«Somos um País com idiossincrasias engraçadas, e esta é uma delas.
Todos querem ser licenciados em alguma coisa, para acederem ao vocativo social do doutor, engenheiro ou afim, que depois usam e convidam os outros a usar como se fizesse parte do seu nome próprio ou coisa que o valha. Ser licenciado é tão importante, que a classe política, especialmente ela, não hesita em tomar atalhos para aceder ao almejado título. Equivalências, cursos sem rigor de avaliação, expedientes vários. Vale tudo, porque vale muito ser licenciado.
Mas também somos o País que despreza os doutores em sentido próprio – isto é, quem tem um doutoramento.
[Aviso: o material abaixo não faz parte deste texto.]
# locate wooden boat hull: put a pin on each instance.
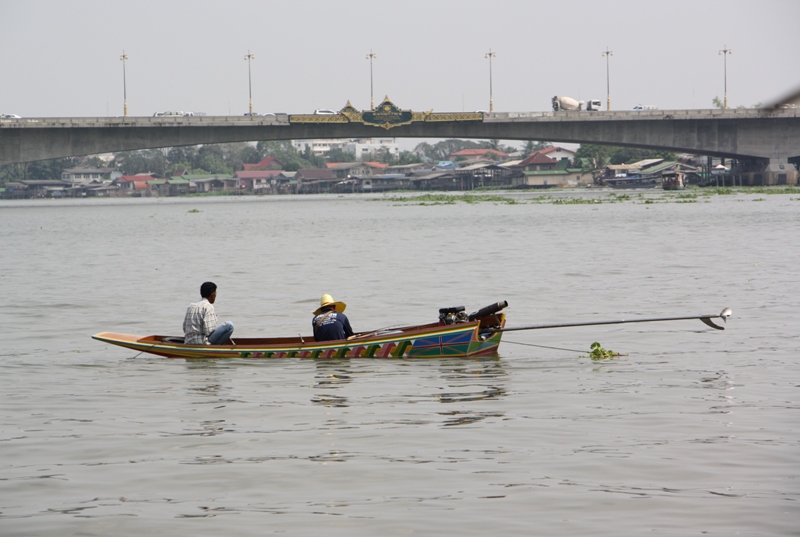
(425, 341)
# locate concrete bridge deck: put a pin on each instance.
(770, 134)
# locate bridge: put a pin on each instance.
(769, 135)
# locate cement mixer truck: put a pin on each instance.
(566, 103)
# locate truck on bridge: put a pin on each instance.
(568, 103)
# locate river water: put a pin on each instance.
(691, 431)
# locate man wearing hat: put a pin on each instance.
(330, 323)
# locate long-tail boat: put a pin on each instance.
(455, 335)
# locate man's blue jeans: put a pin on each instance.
(221, 334)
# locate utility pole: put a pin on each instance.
(124, 58)
(608, 54)
(724, 52)
(249, 57)
(490, 55)
(371, 56)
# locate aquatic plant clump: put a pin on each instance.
(599, 353)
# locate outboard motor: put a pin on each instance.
(488, 310)
(452, 315)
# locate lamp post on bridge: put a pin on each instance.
(490, 55)
(249, 57)
(124, 58)
(608, 54)
(724, 52)
(371, 56)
Isto não tem uma boa explicação, é da natureza das idiossincrasias, é como é.
Dados publicados por estes dias não enganam. Produzimos Doutores, mas esses Doutores ficam fechados nas Universidades e Politécnicos ou no sistema de investigação da precariedade e do baixo salário. Temos Doutores a produzir licenciados, mestres e mais Doutores e pouco mais.
Estou bastante à vontade para ser crítico disto porque, sendo doutorado, sou professor universitário. Mas, fruto de uma vida de opções errantes, também sou quadro da administração pública e já fui gestor de empresas. E tenho três ou quatro coisas para dizer.
Primeiro, o problema não está só nas empresas que se recusam a ver o valor de um doutorado – já lá vamos – o problema começa no Estado. Não são só as empresas. O Estado, para lá do sistema universitário e politécnico de investigação e ensino também emprega uma quantidade muito pequena de doutorados. Ainda menos que as empresas. Faz o que eu digo, não faças o que eu faço?
Se o Estado, que é a maior organização de recursos do País não internaliza o valor que a contratação de doutorados lhe pode trazer na sua política de contratações, podemos esperar que as PME’s o façam? Noutros Países da Europa a Administração Pública emprega, fora do sistema do Ensino Superior e Investigação, como quadros, 10 ou 20% dos Doutorados. Em Portugal, menos de 4%. É poucochinho e alguém devia olhar para isto. A caridade começa em casa e um bom exemplo vale mil proclamações políticas.
Segundo, nas empresas, onde normalmente se coloca o foco, a situação é igualmente confrangedora. Apenas um pouco mais de 4% dos doutorados é absorvido pelas unidades produtivas privadas. Uma economia de baixos salários, empresários apostados na renda confortável da pouca concorrência e no uso de capitais alheios associados à falta de escala nas empresas – temos poucas grandes empresas, e mesmo essas, muitas vezes em sectores de mão de obra intensiva, que convidam a procurar quantidade e não qualidade – são fatores importantes, mas não serão o único.
Terceiro, num País onde um doutorado é visto como uma espécie de cientista maluco, capaz apenas de pensamento abstrato e hermético, com zero sentido prático da vida e pouco dado a visão de negócio o preconceito impera. Talvez isso explique porque é que em muitas empresas, doutorados, nem com 50% de desconto.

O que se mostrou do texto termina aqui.